青く染まり先の見えなかった泉が、カイトの存在を認識した途端、キラキラと光を放ちだした。
何かを待っていたかのように、泉がカイトを受け入れていく。
「何が起きているの……?」
カイトが水中に潜った途端に泉が強い輝きを放ち出し、その眩さにナナ達は圧倒的されていた。

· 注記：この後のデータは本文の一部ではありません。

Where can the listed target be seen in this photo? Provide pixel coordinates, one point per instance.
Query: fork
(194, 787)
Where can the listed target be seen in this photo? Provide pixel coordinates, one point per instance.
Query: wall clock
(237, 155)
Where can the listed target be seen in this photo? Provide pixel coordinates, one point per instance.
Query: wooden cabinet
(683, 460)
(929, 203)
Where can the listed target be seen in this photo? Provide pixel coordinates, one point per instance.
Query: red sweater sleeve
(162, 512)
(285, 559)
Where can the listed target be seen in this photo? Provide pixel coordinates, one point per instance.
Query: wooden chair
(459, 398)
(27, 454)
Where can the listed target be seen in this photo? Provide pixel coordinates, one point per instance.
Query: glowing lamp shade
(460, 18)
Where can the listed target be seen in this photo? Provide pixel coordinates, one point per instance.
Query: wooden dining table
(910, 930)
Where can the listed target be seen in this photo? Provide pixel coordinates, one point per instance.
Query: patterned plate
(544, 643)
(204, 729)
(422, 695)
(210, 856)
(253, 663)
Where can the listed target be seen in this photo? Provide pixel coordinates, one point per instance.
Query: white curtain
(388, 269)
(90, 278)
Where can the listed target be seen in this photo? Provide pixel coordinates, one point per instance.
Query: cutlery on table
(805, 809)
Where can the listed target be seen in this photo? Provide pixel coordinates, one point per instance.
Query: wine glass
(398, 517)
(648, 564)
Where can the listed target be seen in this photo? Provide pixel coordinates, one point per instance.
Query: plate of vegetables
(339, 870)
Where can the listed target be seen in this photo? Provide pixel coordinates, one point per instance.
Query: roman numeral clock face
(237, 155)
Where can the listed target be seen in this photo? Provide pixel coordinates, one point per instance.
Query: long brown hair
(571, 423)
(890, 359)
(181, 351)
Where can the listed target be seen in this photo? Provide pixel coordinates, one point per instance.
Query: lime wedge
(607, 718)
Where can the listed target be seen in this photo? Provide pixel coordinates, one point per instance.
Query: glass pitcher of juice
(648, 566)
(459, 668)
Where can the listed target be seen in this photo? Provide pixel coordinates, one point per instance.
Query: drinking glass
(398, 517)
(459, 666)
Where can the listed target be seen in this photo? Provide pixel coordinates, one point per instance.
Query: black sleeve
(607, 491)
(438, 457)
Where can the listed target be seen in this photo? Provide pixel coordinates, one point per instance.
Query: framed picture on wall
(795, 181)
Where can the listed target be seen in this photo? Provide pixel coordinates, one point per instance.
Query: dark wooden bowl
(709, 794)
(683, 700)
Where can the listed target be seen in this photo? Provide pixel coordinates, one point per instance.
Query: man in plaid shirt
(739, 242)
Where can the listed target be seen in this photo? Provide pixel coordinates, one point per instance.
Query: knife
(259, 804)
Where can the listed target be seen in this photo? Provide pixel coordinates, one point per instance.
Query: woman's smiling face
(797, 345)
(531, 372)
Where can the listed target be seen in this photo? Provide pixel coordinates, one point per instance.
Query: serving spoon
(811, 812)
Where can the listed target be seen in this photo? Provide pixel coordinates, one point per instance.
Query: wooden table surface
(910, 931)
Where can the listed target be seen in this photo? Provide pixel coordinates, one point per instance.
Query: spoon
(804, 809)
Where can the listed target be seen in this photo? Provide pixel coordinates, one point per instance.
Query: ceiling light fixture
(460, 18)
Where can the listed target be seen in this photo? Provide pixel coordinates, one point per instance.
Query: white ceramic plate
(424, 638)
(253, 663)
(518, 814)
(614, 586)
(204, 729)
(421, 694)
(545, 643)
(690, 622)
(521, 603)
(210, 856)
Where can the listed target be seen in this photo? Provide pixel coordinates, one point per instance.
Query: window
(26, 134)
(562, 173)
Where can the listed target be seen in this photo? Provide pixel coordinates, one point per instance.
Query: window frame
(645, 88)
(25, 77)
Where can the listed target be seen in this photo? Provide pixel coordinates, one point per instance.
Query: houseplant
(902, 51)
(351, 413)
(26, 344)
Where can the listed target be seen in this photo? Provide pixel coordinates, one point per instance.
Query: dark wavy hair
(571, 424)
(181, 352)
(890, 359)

その後すぐカイトが水面に浮上し、右手を掲げ声をあげる。
「あった! ありましたよ!!」
カイトの右手には、美しく青に染まる水晶が握られていた。
それを見てエルマンが目を見開いて驚く。
「そんな……私が潜った時にあんな物はなかった。泉が人を選んだというのか?」
カイトが泉から上がり、皆に見えるように水晶を差し出す。
水晶は妖艶な輝きを放ち、自らを誇張していた。
「カイト君、私はこれ程に光輝く水晶を見つけることが出来なかった。この泉はもしかしたら意思を持ち、人を選んでいるのかもしれない」
クスハはエルマンの言葉に対し、自分の考察を加える。
「これは泉の意思ではないと思います。きっと泉に根づくステラの遺志が、カイトさんの持つランパードの遺志に反応したのではないでしょうか」
クスハの推測は説得力の塊であった。
そこにいる全員がその考察を納得し、泉に目を向ける。
気づけば先程までの輝きがなくなっており、泉は不気味な静けさを取り戻していた。
「それにしても、女神の涙が見つかって良かったね。これでグロースの研究が飛躍的に進むことになるよ」
ナナがおもむろに女神の涙に触れると、水晶は突然鋭く光を放ち、辺りを白い閃光が包み込む。
当然の光に思わず全員が目を瞑り、光が収まりをみせるまで視界を奪われていた。
「え……そんな……」
光が収まると同時に目を開けたクスハが一つの変化に気づき、体が恐怖で震え上がる。
クスハが目の当たりにしたのは、緋色に瞳を染めたナナの姿であった。